In the following, minimap2 command line options have a dash ahead and are highlighted in bold. The description may help to tune minimap2 parameters.

  1. Read -I [=4G] reference bases, extract (-k,-w)-minimizers and index them in a hash table.

  2. Read -K [=200M] query bases. For each query sequence, do step 3 through 7:

  3. For each (-k,-w)-minimizer on the query, check against the reference index. If a reference minimizer is not among the top -f [=2e-4] most frequent, collect its the occurrences in the reference, which are called seeds.

  4. Sort seeds by position in the reference. Chain them with dynamic programming. Each chain represents a potential mapping.
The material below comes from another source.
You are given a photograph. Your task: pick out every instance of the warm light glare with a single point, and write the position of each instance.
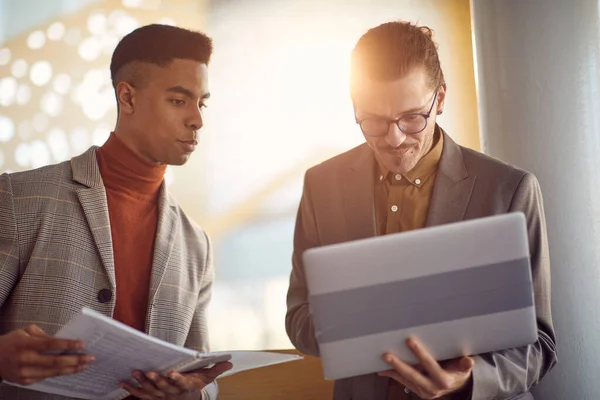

For read overlapping, report all chains and then go to step 8. For reference mapping, do step 5 through 7:

  5. Let P be the set of primary mappings, which is an empty set initially. For each chain from the best to the worst according to their chaining scores: if on the query, the chain overlaps with a chain in P by --mask-level [=0.5] or higher fraction of the shorter chain, mark the chain as secondary to the chain in P; otherwise, add the chain to P.
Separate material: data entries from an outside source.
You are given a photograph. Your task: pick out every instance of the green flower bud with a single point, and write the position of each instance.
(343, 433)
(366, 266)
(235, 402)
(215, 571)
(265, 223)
  6. Retain all primary mappings. Also retain up to -N [=5] top secondary mappings if their chaining scores are higher than -p [=0.8] of their corresponding primary mappings.
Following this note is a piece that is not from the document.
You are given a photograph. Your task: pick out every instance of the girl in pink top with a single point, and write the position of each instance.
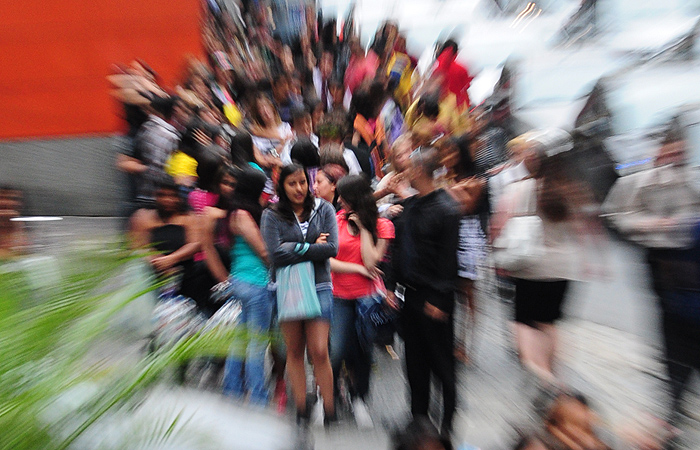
(363, 239)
  7. If alignment is requested, filter out an internal seed if it potentially leads to both a long insertion and a long deletion. Extend from the left-most seed. Perform global alignments between internal seeds. Split the chain if the accumulative score along the global alignment drops by -z [=400], disregarding long gaps. Extend from the right-most seed. Output chains and their alignments.

  8. If there are more query sequences in the input, go to step 2 until no more queries are left.

  9. If there are more reference sequences, reopen the query file from the start and go to step 1; otherwise stop.

Getting help

Manpage minimap2.1 provides detailed description of minimap2 command line options and optional tags. The FAQ page answers several frequently asked questions. If you encounter bugs or have further questions or requests, you can raise an issue at the issue page. There is not a specific mailing list for the time being.

Citing minimap2

If you use minimap2 in your work, please cite:

Li, H. (2018). Minimap2: pairwise alignment for nucleotide sequences. Bioinformatics, 34:3094-3100. doi:10.1093/bioinformatics/bty191

and/or:

Li, H. (2021). New strategies to improve minimap2 alignment accuracy. Bioinformatics, 37:4572-4574. doi:10.1093/bioinformatics/btab705

Developers' Guide

Minimap2 is not only a command line tool, but also a programming library. It provides C APIs to build/load index and to align sequences against the index. File example.c demonstrates typical uses of C APIs. Header file minimap.h gives more detailed API documentation. Minimap2 aims to keep APIs in this header stable. File mmpriv.h contains additional private APIs which may be subjected to changes frequently.

This repository also provides Python bindings to a subset of C APIs. File python/README.rst gives the full documentation; python/minimap2.py shows an example. This Python extension, mappy, is also available from PyPI via pip install mappy or from BioConda via conda install -c bioconda mappy.

Limitations

  • Minimap2 may produce suboptimal alignments through long low-complexity regions where seed positions may be suboptimal. This should not be a big concern because even the optimal alignment may be wrong in such regions.

  • Minimap2 requires SSE2 instructions on x86 CPUs or NEON on ARM CPUs. It is possible to add non-SIMD support, but it would make minimap2 slower by several times.

  • Minimap2 does not work with a single query or database sequence ~2 billion bases or longer (2,147,483,647 to be exact). The total length of all sequences can well exceed this threshold.

  • Minimap2 often misses small exons.